Tuesday, September 18, 2007

ith's my birfday an i can'th theel my thoungue

Such a blonde. The day started out with me attempting to make a peanut butter and jelly sandwich to bring to school for lunch. I thought, "This jelly looks kinda runny." That's cause it was ketchup. (My ketchup bottle and my strawberry jelly bottle look the same, if that helps justify....)
Then, on the way to school, I noticed that Punkin's shoes were on the wrong feet.
THEN, as if it couldn't get worse, I got into my car at my mom's school (I helped her with her book fair this evening--'cause I'm the good daugher) with my friender Laura. She goes, "Why does it smell in here?"
I stopped, "I don't know...it's bad."
"Like bread...that's fermenting."
I turned around in my seat, "OHMYYOUHAVEGOTTOBEKIDDINGME. Look." It was my garbage. In the backseat. I had taken it with me when I left Punkin with the respite worker, and I forgot to throw it in the dumpster on the way out! GROSS!
But all in all it was a fabulous day. It's my mom's birthday today, and we went out (while Punkin had respite) with mutual friends for dinner. She ordered a quessadilla (sp???) that was a BIT spicy. Hence the title of the post. Very fun times.
AND Punkin asked the respite worker to go potty! Go PUNKIN!

Monday, September 17, 2007

lucky 13

Every once in a while I get asked about my current job, and whether I am searching out better prospects. This is the thing: I'm scared! I'm terrified of the longer hours at preschool for Punkin, mostly, and scared of making such a big change in my life. What if I suck at it? And mostly--really truly mostly--I have no clue what I would rather be doing. Other than writing, of course. So here I am, stuck, but really only because I have stuck myself, in a job that I usually love and has good benefits, but pays just enough to scrape by. And I mean scrape. The one thing that motivates me lately is retirement. I do not want to be stuck working a full-time job forever because I don't have enough to live on. Oi.

On to other things. Punkin has asked to go potty THREE times today. And he went each time! He loves getting stickers. He even holds up the piece of paper with all of them on it and says, "pretty!" The only problem I'm seeing is that he insists on being naked. And that takes time. So I'm just not sure if we're always going to be able to remove ALL of the clothing fast enough!

Getting out of bed AGAIN. That's 12 times.

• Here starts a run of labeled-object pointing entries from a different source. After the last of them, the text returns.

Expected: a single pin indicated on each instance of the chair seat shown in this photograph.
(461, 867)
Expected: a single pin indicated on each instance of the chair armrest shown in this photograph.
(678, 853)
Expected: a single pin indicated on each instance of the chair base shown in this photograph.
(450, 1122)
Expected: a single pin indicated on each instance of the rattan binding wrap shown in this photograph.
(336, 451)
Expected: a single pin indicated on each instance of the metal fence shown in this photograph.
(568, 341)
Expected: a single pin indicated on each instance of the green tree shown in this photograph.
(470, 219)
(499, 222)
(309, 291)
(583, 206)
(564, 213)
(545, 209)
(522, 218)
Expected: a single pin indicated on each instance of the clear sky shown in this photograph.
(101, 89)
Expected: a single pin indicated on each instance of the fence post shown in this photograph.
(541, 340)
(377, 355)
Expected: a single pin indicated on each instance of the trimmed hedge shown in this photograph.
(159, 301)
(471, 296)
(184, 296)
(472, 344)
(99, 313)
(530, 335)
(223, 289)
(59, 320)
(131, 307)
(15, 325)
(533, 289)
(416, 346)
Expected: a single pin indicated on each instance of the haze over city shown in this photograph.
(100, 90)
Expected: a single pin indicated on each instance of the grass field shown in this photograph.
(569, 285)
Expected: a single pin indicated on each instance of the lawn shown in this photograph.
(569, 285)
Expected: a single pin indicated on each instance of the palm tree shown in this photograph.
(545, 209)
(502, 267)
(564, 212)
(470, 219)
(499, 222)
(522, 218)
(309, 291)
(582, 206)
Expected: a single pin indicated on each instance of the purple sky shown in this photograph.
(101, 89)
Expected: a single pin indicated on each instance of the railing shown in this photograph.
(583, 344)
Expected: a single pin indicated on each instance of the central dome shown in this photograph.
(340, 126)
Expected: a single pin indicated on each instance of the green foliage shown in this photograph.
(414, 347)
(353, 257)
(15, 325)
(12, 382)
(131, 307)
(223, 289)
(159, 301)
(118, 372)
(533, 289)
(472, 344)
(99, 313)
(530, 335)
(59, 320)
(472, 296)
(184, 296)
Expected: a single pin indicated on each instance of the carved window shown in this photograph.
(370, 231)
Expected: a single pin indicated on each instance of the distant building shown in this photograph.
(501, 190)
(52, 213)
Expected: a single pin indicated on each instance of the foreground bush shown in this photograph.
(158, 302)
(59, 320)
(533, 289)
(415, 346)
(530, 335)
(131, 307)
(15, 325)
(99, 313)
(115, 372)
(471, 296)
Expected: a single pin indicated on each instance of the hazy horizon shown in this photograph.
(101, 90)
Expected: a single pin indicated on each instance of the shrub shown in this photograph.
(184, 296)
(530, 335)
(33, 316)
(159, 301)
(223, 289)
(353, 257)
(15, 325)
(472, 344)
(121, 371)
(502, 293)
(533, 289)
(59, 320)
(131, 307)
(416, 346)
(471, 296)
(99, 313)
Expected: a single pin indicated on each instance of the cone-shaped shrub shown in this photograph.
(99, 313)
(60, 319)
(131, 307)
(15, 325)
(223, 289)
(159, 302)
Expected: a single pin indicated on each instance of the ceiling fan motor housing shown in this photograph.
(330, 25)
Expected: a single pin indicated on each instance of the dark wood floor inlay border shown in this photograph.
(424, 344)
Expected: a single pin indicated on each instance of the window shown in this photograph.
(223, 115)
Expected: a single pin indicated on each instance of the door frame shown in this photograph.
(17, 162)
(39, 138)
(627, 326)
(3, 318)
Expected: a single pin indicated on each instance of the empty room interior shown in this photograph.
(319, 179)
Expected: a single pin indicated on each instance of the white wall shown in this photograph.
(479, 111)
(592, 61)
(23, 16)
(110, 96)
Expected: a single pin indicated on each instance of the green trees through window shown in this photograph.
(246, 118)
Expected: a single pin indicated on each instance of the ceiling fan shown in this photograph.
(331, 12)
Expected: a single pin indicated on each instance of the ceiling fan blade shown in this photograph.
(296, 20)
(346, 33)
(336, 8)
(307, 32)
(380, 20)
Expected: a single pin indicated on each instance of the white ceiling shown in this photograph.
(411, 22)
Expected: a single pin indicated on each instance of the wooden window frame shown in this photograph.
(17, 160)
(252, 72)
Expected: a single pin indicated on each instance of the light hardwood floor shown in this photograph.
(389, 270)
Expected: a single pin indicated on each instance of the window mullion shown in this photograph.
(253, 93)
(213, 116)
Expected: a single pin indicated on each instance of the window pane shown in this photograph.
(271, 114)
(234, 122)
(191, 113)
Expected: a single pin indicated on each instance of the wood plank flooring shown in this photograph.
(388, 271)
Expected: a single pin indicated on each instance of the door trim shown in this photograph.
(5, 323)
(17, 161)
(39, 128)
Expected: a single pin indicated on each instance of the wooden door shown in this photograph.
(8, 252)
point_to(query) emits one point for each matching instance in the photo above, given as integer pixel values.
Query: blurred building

Didn't catch much of Prison Break, which is admittedly slow-paced and violent, because of times 1-10. But I have so much invested in it now! I can't just turn a cold shoulder. So many Monday nights up in smoke, with me wondering how it all turns out. No way. I wish it were on later so I could concentrate.

13.

Would people please stop wearing big white sunglasses? (Shudders)

Lion--I actually saw leggings for sale. At JC Penney! You have no idea how weird that is for me. Only a few hundred yards away, neon crocs were being advertised at a kiosk.

Oh, and the itchiness is gone. I adiosed (sp??) the bandaid. I think I'm allergic to the glue and not the actual bandaid because I use latex gloves at work and have had no issues.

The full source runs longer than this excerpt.